A Man Whom Trump Reviled Is Running for Office in Harlem. ‘Karma,’ He Says.
By Mara Gay
"Ms. Gay is a member of the editorial board.
Yusef Salaam, one of five Black and Latino teenagers wrongfully convicted of a 1989 rape in Central Park, is finally where he seems to belong: on the campaign trail.
In Harlem, where Mr. Salaam is a first-time candidate for the City Council, he is magic to watch. He gives dap to men outside subway stations in Harlem and charms the women of the district, who tend to linger when Mr. Salaam, who bears a striking resemblance to the actor Idris Elba, breaks into a megawatt smile and begins talking in gentle tones about the need for safe streets.
This is the man whose arrest prompted Donald Trump to publicly call for the death penalty in 1989 when Mr. Salaam was just 15 and charged with four other teenagers with a horrific crime that they did not commit.
Mr. Trump took out full-page ads in four New York newspapers, including The New York Times, calling for the restoration of the state death penalty over the case. In 2002, the young men were exonerated after serving years in prison. Mr. Trump has refused to apologize. “You have people on both sides of that,” he said on the White House lawn in 2019.
It was thanks to Mr. Trump’s high profile that the case vaulted from what had been a local crime story to national notoriety, Mr. Salaam told me. “We were almost untouchables,” he said.
Now that notoriety has provided Mr. Salaam, 49, with a platform on which to run for office. And in a twist of fate straight out of the tabloids, it’s Mr. Trump who has now been indicted on criminal charges while Mr. Salaam runs for office.
“It was karma,” he said of Mr. Trump’s legal situation, while sitting inside the Sugar Hill Cafe in Harlem. “I hope he’s able to do the time,” he said, with a hint of mischief in his eyes.
Behind the smile is the story of a Black man who lost his childhood to the American justice system.

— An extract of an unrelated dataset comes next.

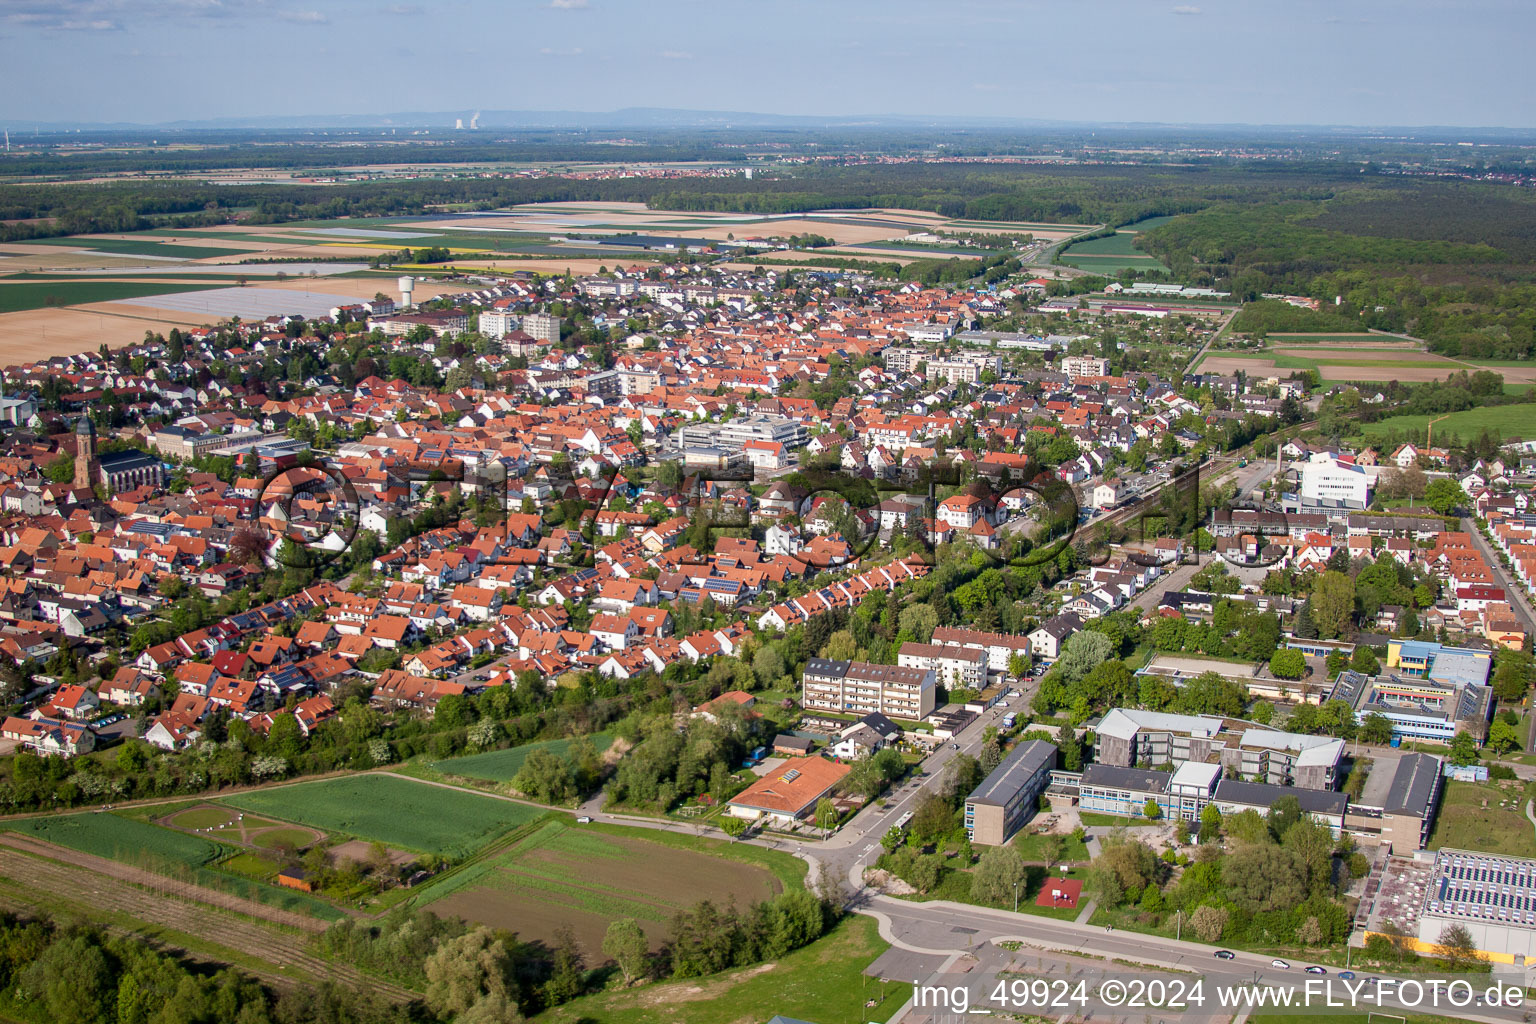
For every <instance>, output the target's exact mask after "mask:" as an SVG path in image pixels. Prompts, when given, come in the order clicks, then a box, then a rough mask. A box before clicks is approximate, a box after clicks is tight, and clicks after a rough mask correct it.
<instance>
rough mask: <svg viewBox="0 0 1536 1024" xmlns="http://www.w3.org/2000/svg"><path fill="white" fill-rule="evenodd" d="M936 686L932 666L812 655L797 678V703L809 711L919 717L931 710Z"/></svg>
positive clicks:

When Mr. Salaam was wrongfully convicted, he was a student at Rice High School, a Catholic prep school in Harlem, and had previously studied at the elite LaGuardia High School of Music and Art and the Performing Arts. At home, dinner conversations were filled with Black history and tales of the Jim Crow South, where his mother had been born. Mr. Salaam read voraciously, studying Haile Selassie and Nelson Mandela. After school, Mr. Salaam and his friends would hang out in Central Park, despite his mother’s admonition to avoid the crime-ridden area.
“We had our own botanical garden,” he said of the park. “When she would say certain things to me about how I needed to act or behave, I thought maybe she was bugging out.” After he was convicted in 1990, Mr. Salaam served nearly seven years in prison.
His mother, Sharonne Salaam, spent her earliest years in Jim Crow Birmingham, Ala. Campaigning alongside her son on 125th Street, Ms. Salaam told me her grandfather had been smuggled north to Connecticut in a coffin to avoid being murdered by the Ku Klux Klan. When she was 12, the family moved to New York City. The arrest of Yusef, years later, was the culmination of a lifelong nightmare.
“Walking into that precinct, it was like after all those years, the Klan had finally come for me,” she said.
There is a tendency to minimize the charges facing Mr. Trump in New York because they are financial crimes. In Harlem, Americans who have experienced some of the most intense policing in the United States — regularly seeing children harassed and tossed against walls on their way to school during the city’s stop-and-frisk era — feel differently. Many said the former president should be held fully accountable for any crimes he committed, exactly as they would be.
Mr. Trump is “no different than us,” said Rose Adams, a 56-year-old Black voter who stopped to talk to Mr. Salaam. “He acts like he’s untouchable, but he’s not.”
I thought about the work of W.E.B. Du Bois, the historian and civil rights pioneer whom Mr. Salaam had read in prison.
“They still press on, they still nurse the dogged hope,” Du Bois wrote of Black Americans in a 1897 essay in The Atlantic Monthly, adding that it was “the hope of a higher synthesis of civilization and humanity, a true progress, with which the chorus ‘Peace, good will to men,’ ‘may make one music as before/but vaster.’”
Three decades after her teenage son was wrongfully incarcerated, Ms. Salaam is now on the campaign trail, encouraging New Yorkers to vote.
When Mr. Trump was indicted recently, Mr. Salaam expressed a kind of trust in the justice system that few might expect. “I do not resort to hatred, bias or racism — as you once did,” Mr. Salaam wrote in a message to the former president, who had called for the restoration of the death penalty when he was falsely accused and tried to strip him of his humanity as a 15-year-old child. “I am putting my faith in the judicial system to seek out the truth.”
Mr. Salaam is still waiting for justice, and so is the country."